Même si l’armement des pirates et la nature de leur activité implique
un niveau de violence plus haut que celui déployé en Guyane, de nombreuses
contraintes éthiques, juridiques et médiatiques pèsent sur la conduite des
opérations. Tout d’abord, la libération des otages implique des risques qui
doivent être pesés au plus juste : on se souvient de l’émotion soulevée par
la mort d’un skipper lors de l’assaut donné par les nageurs de combat
français au voilier Tanit le 10 avril 2009. L’alternative aurait été de
laisser les pirates ramener le bâtiment en Somalie, avec tous les risques
qu’impliquait pour les otages la détention dans cette zone chaotique :
plusieurs dizaines de marins raflés en mer y ont d’ailleurs péri. D’autre
part, comme en Guyane, il faut réunir des preuves formelles pour traduire
les pirates devant des tribunaux et les condamner à des peines réellement
dissuasives. Se pose enfin la question de la poursuite des pirates dans les
eaux territoriales somaliennes, voire à terre, qui est juridiquement très
encadrée.
Nonobstant ces difficultés, l’effort de lutte contre la piraterie
consenti par la communauté internationale semble porter ses fruits puisque
le nombre des otages aux mains des pirates somaliens est tombé de plus de
700 en 2010 à 49 seulement en 2013.
Les enjeux des opérations Tassergal et Atalante n’ont pas débouché sur
des confrontations majeures, mais ils ne sont pas pour autant secondaires.

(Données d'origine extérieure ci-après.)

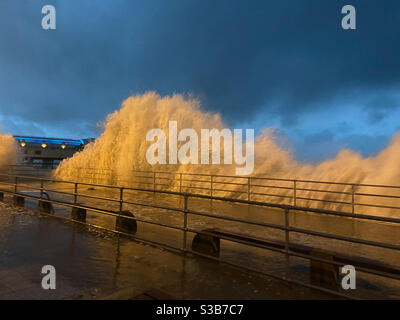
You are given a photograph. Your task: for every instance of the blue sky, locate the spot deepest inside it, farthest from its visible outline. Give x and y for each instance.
(286, 64)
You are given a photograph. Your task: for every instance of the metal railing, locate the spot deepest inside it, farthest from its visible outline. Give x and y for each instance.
(15, 185)
(338, 196)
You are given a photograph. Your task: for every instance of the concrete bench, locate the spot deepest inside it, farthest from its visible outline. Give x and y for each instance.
(321, 273)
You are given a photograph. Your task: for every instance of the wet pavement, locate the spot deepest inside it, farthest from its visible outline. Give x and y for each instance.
(92, 265)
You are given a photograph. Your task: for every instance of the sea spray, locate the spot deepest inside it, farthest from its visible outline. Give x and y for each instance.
(121, 149)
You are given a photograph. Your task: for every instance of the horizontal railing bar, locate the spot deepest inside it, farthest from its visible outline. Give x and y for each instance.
(292, 253)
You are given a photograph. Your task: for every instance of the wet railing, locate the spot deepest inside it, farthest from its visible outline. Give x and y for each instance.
(338, 196)
(24, 187)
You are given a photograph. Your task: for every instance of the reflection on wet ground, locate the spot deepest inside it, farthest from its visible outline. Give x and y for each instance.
(260, 259)
(93, 264)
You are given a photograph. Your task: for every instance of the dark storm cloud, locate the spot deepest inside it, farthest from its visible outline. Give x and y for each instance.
(380, 107)
(283, 58)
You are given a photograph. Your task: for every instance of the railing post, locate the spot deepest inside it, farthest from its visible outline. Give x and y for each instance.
(41, 188)
(294, 193)
(185, 213)
(121, 198)
(212, 181)
(154, 182)
(75, 192)
(248, 189)
(287, 243)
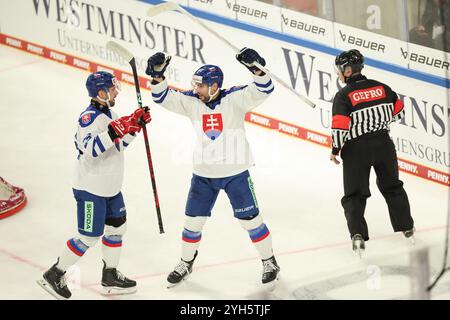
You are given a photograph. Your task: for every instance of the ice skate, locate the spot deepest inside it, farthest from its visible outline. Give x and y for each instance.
(181, 272)
(54, 282)
(270, 273)
(114, 282)
(358, 245)
(409, 234)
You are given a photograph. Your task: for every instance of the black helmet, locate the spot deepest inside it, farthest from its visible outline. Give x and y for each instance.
(352, 58)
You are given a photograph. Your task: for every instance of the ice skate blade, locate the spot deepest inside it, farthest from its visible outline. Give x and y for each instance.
(110, 291)
(270, 286)
(47, 287)
(171, 285)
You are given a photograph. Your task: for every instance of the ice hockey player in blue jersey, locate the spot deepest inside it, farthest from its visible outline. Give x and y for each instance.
(100, 141)
(222, 156)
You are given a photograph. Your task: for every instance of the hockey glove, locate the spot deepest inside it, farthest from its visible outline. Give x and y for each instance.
(157, 64)
(248, 57)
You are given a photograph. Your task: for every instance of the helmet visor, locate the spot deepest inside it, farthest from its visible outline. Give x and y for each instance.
(116, 84)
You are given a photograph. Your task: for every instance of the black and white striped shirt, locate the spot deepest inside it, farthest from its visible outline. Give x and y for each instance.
(361, 107)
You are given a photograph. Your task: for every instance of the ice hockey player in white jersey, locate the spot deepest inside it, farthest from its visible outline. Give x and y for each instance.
(222, 155)
(100, 141)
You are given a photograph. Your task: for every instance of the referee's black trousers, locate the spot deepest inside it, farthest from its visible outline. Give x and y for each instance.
(359, 155)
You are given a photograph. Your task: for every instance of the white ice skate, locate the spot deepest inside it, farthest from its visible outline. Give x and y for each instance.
(358, 245)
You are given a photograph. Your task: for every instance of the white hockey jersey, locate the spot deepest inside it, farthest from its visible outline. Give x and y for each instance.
(222, 149)
(99, 166)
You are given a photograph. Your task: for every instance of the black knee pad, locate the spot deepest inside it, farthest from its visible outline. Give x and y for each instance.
(249, 217)
(116, 222)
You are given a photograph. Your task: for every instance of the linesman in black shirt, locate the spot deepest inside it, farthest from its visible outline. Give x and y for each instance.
(362, 113)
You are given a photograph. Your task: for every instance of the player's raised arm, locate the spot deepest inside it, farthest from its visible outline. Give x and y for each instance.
(168, 98)
(262, 86)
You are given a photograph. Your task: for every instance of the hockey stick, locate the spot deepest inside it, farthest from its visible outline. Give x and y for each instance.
(124, 53)
(170, 6)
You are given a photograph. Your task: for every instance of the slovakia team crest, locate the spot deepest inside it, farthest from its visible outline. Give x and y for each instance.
(86, 118)
(212, 125)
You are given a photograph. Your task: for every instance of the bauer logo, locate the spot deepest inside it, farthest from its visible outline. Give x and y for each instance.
(363, 43)
(212, 125)
(302, 26)
(425, 60)
(252, 12)
(88, 216)
(14, 42)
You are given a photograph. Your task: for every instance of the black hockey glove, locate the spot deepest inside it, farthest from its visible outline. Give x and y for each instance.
(157, 64)
(248, 57)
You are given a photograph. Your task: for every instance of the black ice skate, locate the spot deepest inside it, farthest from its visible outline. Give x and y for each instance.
(54, 282)
(270, 272)
(358, 245)
(410, 235)
(181, 272)
(114, 282)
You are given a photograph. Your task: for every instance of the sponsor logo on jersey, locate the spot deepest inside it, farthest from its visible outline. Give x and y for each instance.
(367, 95)
(88, 216)
(212, 125)
(86, 118)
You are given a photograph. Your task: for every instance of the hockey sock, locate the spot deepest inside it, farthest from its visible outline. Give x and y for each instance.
(74, 250)
(192, 234)
(111, 249)
(260, 236)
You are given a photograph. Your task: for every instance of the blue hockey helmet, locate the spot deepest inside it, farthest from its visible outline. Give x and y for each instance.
(208, 74)
(101, 80)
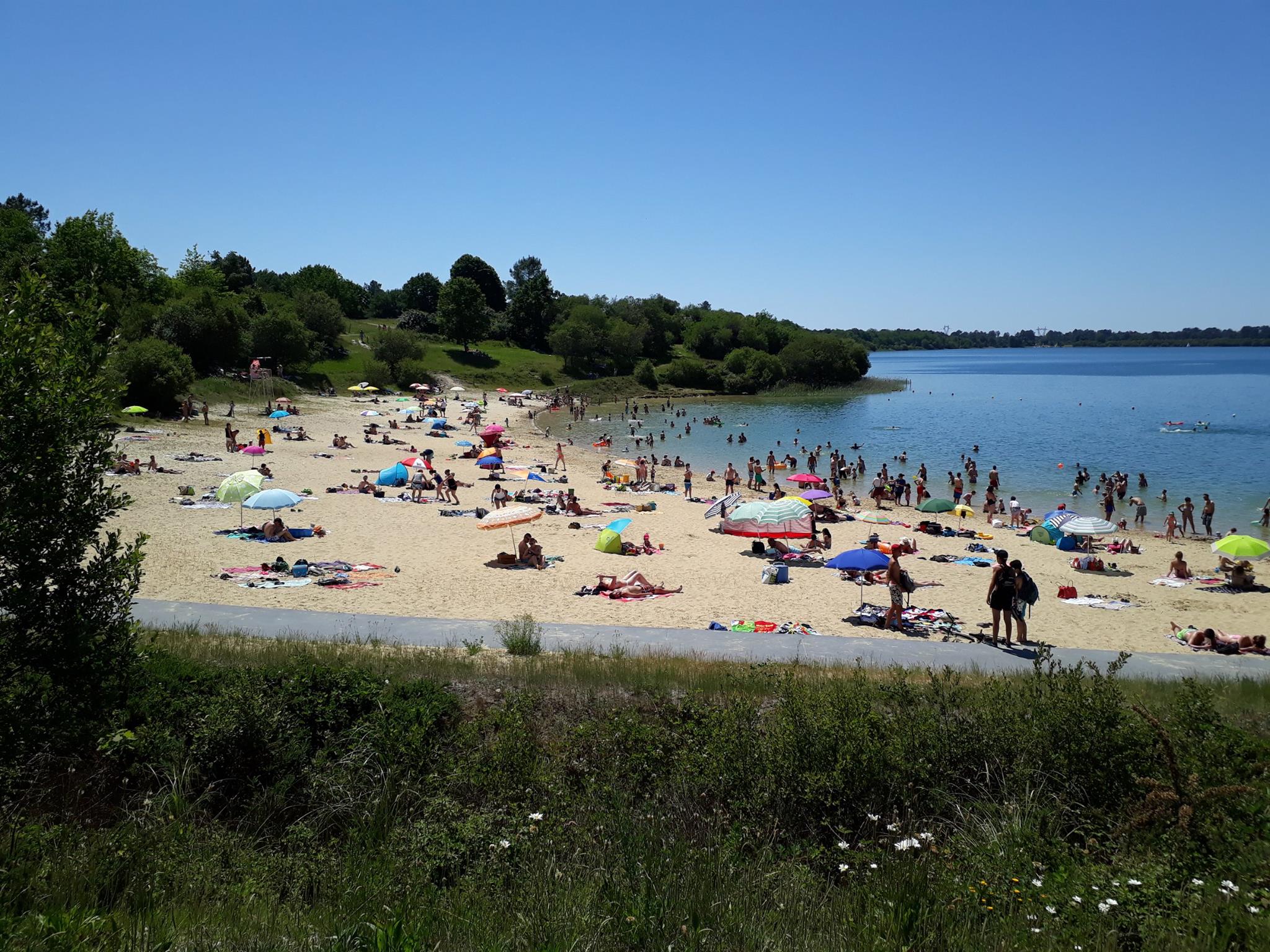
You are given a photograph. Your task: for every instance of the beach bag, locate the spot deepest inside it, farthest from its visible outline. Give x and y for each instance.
(775, 574)
(1028, 592)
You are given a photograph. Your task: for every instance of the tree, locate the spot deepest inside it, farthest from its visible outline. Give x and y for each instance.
(155, 374)
(395, 346)
(20, 243)
(461, 311)
(87, 254)
(486, 277)
(283, 338)
(238, 271)
(420, 293)
(646, 374)
(323, 316)
(36, 214)
(66, 578)
(196, 271)
(531, 309)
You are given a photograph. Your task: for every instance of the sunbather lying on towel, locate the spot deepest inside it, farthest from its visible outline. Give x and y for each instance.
(631, 586)
(1214, 639)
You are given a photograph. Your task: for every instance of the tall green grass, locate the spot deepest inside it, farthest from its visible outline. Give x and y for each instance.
(367, 796)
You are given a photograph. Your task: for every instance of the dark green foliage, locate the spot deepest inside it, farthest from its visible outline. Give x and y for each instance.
(395, 346)
(646, 374)
(322, 316)
(282, 337)
(487, 280)
(20, 243)
(66, 583)
(420, 294)
(33, 211)
(238, 271)
(155, 375)
(266, 803)
(463, 314)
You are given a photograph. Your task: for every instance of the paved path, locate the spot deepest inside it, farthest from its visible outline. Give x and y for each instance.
(831, 649)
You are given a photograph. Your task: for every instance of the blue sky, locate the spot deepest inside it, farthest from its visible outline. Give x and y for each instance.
(917, 164)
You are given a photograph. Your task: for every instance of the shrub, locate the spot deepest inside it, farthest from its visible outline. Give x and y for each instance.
(156, 374)
(521, 635)
(647, 374)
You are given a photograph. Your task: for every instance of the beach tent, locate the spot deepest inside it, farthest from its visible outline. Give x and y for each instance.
(395, 475)
(1046, 535)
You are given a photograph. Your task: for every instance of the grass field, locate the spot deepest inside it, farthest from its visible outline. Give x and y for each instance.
(269, 795)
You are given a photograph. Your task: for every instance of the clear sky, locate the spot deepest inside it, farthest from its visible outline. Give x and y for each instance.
(854, 164)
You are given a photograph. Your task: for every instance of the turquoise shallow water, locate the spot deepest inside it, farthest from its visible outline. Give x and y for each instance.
(1028, 410)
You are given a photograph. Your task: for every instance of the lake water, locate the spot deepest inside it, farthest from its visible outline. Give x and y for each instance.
(1028, 410)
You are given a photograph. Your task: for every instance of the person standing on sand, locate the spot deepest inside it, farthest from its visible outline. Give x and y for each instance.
(1206, 514)
(897, 592)
(1002, 588)
(1188, 511)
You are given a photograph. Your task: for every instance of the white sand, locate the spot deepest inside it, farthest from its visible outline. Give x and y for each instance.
(443, 560)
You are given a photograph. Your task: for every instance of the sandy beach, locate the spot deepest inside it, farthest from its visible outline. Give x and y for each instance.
(443, 562)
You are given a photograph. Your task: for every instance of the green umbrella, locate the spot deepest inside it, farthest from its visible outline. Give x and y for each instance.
(1241, 547)
(241, 487)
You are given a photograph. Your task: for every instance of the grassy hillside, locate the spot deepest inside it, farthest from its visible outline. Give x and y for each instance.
(282, 795)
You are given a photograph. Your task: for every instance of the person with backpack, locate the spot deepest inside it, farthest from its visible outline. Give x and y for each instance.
(1026, 594)
(1001, 596)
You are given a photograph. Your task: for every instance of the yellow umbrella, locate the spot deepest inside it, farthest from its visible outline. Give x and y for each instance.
(510, 517)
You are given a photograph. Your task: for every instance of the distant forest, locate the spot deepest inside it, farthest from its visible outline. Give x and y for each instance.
(963, 339)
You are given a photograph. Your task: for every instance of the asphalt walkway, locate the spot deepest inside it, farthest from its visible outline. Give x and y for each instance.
(746, 646)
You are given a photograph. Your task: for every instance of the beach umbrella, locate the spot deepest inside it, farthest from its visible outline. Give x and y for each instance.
(721, 506)
(936, 506)
(1088, 526)
(272, 499)
(510, 517)
(238, 487)
(1241, 547)
(784, 518)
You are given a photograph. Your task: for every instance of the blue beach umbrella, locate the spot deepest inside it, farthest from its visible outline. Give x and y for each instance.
(864, 560)
(273, 499)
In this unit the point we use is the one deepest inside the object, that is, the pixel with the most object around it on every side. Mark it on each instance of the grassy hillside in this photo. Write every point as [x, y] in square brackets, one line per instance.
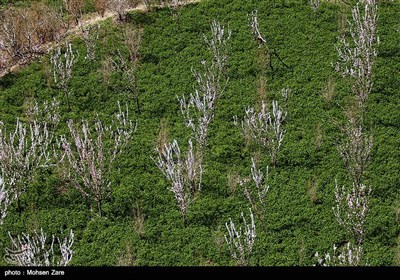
[298, 219]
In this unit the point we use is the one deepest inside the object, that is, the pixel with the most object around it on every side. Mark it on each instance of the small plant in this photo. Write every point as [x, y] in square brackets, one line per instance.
[90, 154]
[62, 69]
[4, 201]
[314, 5]
[184, 173]
[240, 241]
[348, 255]
[33, 250]
[351, 210]
[266, 128]
[258, 194]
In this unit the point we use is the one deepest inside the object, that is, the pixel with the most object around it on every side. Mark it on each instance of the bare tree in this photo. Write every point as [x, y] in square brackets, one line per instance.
[199, 109]
[351, 210]
[128, 72]
[27, 149]
[184, 173]
[90, 36]
[348, 255]
[75, 9]
[62, 69]
[90, 156]
[240, 242]
[356, 148]
[258, 195]
[119, 7]
[357, 56]
[314, 5]
[218, 44]
[266, 128]
[33, 250]
[5, 201]
[133, 38]
[262, 40]
[101, 6]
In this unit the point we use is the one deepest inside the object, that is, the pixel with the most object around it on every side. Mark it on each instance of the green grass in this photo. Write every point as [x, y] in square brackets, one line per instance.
[294, 227]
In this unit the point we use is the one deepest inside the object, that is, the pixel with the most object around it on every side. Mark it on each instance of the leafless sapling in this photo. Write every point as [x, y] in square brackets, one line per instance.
[262, 40]
[199, 109]
[119, 7]
[356, 148]
[62, 69]
[91, 152]
[90, 36]
[241, 241]
[128, 72]
[348, 255]
[357, 55]
[184, 173]
[28, 148]
[4, 201]
[351, 210]
[257, 196]
[314, 5]
[266, 128]
[27, 250]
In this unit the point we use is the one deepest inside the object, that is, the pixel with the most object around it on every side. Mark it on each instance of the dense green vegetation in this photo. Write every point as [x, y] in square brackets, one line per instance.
[298, 219]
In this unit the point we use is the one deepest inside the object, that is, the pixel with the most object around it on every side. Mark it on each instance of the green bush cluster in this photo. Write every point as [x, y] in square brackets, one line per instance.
[295, 224]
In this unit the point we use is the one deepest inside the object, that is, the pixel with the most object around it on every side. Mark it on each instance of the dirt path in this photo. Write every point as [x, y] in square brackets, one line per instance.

Pour la France, défendre sa zone économique exclusive au large de la
Guyane, c’est aussi manifester sa détermination à défendre ses autres zones
économiques exclusives, celles du Pacifique notamment, qui lui confèrent le
deuxième domaine maritime mondial et contribuent donc à son rayonnement
international. Quant à la protection des flux maritimes devant la Corne de
l’Afrique, elle est très importante pour l’économie mondiale. Dans un cas
comme dans l’autre, des enjeux apparemment locaux ou régionaux ont une
portée véritablement stratégique.
Montons enfin d’un dernier cran dans les enjeux et évoquons les régions
dans lesquelles les controverses sur les eaux territoriales, les zones
économiques exclusives et la liberté des flux maritimes pourraient
entraîner des conflits de haute intensité. La plus préoccupante est l’Asie
du Sud-Est, où le ton se durcit entre la Chine, le Vietnam et le Japon. La
pression accrue sur les ressources halieutiques n’est pas seule en cause,
vous l’aurez deviné, s’y ajoutent les gisements de pétrole sous-marins et
la densité croissante d’infrastructures off-shore comme les éoliennes ou
les câbles sous-marins.
D’autre part, le nationalisme très vif des pays impliqués et l’envol de
leurs programmes d’armement accroissent la tension dans cette région du
monde.
Le ton monte aussi autour de l’Arctique, dont les ressources pétrolières
aiguisent les appétits des riverains.
Si un conflit venait à éclater dans l’une de ces zones, il risquerait de se
globaliser très rapidement par le jeu des alliances et aussi parce que
l’interruption temporaire des flux maritimes poserait des problèmes
gravissimes à l’ensemble d’une économie mondiale régie par le principe
d’interdépendance.
En somme, c’est la course au leadership planétaire de demain qui se
joue en mer. Pour des raisons économiques certes, mais aussi stratégiques
et même symboliques, la puissance maritime a toujours été considérée comme
une composante majeure de la puissance tout court et cette tendance
explique largement la maritimisation frénétique des puissances émergentes.